En Visscher zoekt andersoortige activiteiten voor de dagbesteding die hij runt met zijn vrouw Lizzy de Koning. Toen de twee in 2018 de ruime manege overnamen, wilden ze een goede plek zijn voor dieren én mensen. Ze braken volgens de nieuwste inzichten in paardenwelzijn de boxen af, lieten de paarden los in een grote uitloopstal, maakten het kantine-assortiment lokaal en gezond en begonnen een zorgboerderij, waar mensen met een beperking, burn-out of ziekte in de stallen aan de slag kunnen.

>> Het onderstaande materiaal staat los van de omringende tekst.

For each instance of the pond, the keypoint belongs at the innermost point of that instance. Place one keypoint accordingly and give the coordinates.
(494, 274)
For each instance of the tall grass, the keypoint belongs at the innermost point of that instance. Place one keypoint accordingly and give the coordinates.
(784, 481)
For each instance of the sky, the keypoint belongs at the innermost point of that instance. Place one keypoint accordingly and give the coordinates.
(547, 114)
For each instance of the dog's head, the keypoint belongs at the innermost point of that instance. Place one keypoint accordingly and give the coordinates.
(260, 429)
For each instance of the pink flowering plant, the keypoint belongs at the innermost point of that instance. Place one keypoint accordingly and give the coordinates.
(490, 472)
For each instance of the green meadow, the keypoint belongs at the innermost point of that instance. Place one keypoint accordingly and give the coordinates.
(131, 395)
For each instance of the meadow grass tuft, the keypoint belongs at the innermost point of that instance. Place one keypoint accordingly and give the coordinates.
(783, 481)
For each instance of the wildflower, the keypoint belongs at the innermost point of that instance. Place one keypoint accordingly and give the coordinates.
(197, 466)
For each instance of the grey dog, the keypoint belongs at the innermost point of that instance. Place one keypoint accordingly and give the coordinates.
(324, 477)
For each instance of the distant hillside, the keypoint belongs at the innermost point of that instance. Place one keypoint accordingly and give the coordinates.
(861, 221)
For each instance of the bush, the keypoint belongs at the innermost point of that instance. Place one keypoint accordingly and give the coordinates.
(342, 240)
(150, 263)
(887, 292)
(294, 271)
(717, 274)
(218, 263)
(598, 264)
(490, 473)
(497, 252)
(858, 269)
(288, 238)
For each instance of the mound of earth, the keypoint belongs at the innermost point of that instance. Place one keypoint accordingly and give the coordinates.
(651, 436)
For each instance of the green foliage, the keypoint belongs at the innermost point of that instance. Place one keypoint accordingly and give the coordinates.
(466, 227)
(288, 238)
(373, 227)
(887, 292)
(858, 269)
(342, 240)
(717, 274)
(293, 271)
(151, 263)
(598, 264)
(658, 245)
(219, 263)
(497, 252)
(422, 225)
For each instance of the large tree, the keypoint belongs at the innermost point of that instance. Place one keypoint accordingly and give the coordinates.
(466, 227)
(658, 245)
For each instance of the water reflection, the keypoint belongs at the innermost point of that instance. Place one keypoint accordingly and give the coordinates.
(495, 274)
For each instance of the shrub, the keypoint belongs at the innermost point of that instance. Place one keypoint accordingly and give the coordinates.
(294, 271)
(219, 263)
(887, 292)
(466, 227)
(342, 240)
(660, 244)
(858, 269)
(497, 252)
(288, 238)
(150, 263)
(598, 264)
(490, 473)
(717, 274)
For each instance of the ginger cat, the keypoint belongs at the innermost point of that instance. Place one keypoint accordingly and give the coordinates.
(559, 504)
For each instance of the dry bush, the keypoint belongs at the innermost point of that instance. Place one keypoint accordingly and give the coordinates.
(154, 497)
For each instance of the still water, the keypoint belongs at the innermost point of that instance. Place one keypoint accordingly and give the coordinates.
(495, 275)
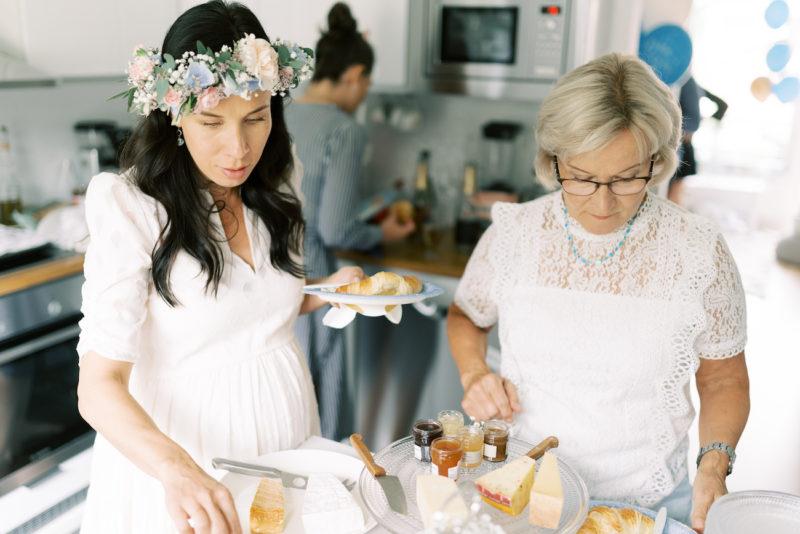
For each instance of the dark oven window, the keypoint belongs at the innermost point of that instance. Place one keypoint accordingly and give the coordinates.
(39, 404)
(479, 35)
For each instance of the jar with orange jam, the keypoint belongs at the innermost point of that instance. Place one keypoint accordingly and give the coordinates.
(446, 454)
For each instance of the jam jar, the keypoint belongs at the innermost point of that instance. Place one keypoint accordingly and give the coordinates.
(452, 422)
(472, 443)
(495, 440)
(424, 432)
(446, 453)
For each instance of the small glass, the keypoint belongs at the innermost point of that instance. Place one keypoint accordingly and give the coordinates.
(472, 443)
(446, 454)
(495, 440)
(424, 432)
(452, 422)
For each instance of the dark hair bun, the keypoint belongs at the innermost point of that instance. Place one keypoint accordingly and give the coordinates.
(340, 19)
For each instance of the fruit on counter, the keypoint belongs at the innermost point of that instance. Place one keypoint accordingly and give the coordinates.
(508, 488)
(267, 510)
(403, 211)
(437, 493)
(607, 520)
(383, 283)
(329, 507)
(547, 494)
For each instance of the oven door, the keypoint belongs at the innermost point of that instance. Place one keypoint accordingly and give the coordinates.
(39, 421)
(502, 40)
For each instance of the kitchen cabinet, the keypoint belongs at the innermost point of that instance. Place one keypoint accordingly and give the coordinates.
(91, 38)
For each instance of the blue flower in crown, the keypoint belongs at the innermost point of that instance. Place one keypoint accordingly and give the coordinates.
(198, 76)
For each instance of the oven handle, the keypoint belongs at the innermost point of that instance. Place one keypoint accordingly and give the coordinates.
(44, 341)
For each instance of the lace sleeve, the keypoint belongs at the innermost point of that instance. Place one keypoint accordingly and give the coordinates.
(474, 294)
(725, 334)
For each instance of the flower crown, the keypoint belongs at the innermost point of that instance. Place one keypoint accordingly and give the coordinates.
(198, 81)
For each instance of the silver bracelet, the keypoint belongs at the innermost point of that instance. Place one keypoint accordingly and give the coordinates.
(719, 446)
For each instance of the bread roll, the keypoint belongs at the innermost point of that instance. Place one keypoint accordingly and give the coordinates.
(383, 283)
(606, 520)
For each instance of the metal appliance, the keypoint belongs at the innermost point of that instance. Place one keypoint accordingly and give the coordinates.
(39, 421)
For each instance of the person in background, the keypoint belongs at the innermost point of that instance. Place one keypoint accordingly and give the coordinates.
(194, 281)
(332, 146)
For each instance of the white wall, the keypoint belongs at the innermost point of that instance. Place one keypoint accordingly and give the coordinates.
(41, 119)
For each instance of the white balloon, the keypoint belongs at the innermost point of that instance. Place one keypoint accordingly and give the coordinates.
(658, 12)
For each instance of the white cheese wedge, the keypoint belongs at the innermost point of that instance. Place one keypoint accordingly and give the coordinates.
(547, 494)
(436, 493)
(329, 507)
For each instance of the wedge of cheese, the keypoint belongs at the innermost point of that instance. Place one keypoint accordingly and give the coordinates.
(547, 494)
(508, 488)
(267, 512)
(329, 507)
(439, 494)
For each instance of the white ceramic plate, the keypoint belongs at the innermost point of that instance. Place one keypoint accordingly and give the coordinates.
(672, 526)
(327, 292)
(300, 462)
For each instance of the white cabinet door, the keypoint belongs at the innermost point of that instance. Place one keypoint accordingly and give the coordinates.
(92, 37)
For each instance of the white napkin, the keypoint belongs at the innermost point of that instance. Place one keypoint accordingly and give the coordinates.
(339, 317)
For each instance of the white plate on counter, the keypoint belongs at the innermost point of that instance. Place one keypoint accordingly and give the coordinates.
(300, 462)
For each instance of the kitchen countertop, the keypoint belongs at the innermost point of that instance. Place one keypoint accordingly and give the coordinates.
(40, 273)
(444, 259)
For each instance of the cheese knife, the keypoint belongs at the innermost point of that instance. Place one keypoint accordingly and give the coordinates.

Die zorgboerderij willen ze uitbreiden met paardloze activiteiten. Visscher: „Paarden zijn leuk hoor, ík vind ze leuk. Maar die beesten zijn niet voor iedereen. Als je wil reïntegreren op de arbeidsmarkt, wil je misschien toch iets vaker met mensen praten.”

Extra horecawerk, „á la Brownies & Downies”, waar medewerkers met een beperking werken, zou een welkome toevoeging zijn, al is het alleen maar voor de zomermaanden. Dus toen Visscher in een lokale krant Mullens hoorde zeggen dat-ie z’n kraam „voor een habbekrats” over wilde doen, spoorde hij hem meteen op. Mullens: „Die Thijs leek me een goeie kerel, goed voor z’n paarden en voor z’n personeel. Ik wilde de kraam wel aan hem kwijt. Maar pas als ’t draait, krijgt hij het geheime poffertjesrecept uit de familie.”

Niet uniek genoeg

Kink in de kabel: de gemeente Utrecht wil het niet. Wethouder Kees Diepeveen (GroenLinks) toonde zich enthousiast over het plan, vertelt Visscher, maar de eerste keer polsen strandde al bij de afdeling vergunningen. Reden: het plan past niet in de bestemming, de manegelocatie is niet uniek genoeg om een uitzondering te maken. En de kinderen in de naburige achterstandswijk Overvecht zijn te dik: 33 procent overgewicht tegenover 14 procent gemiddeld in Utrecht.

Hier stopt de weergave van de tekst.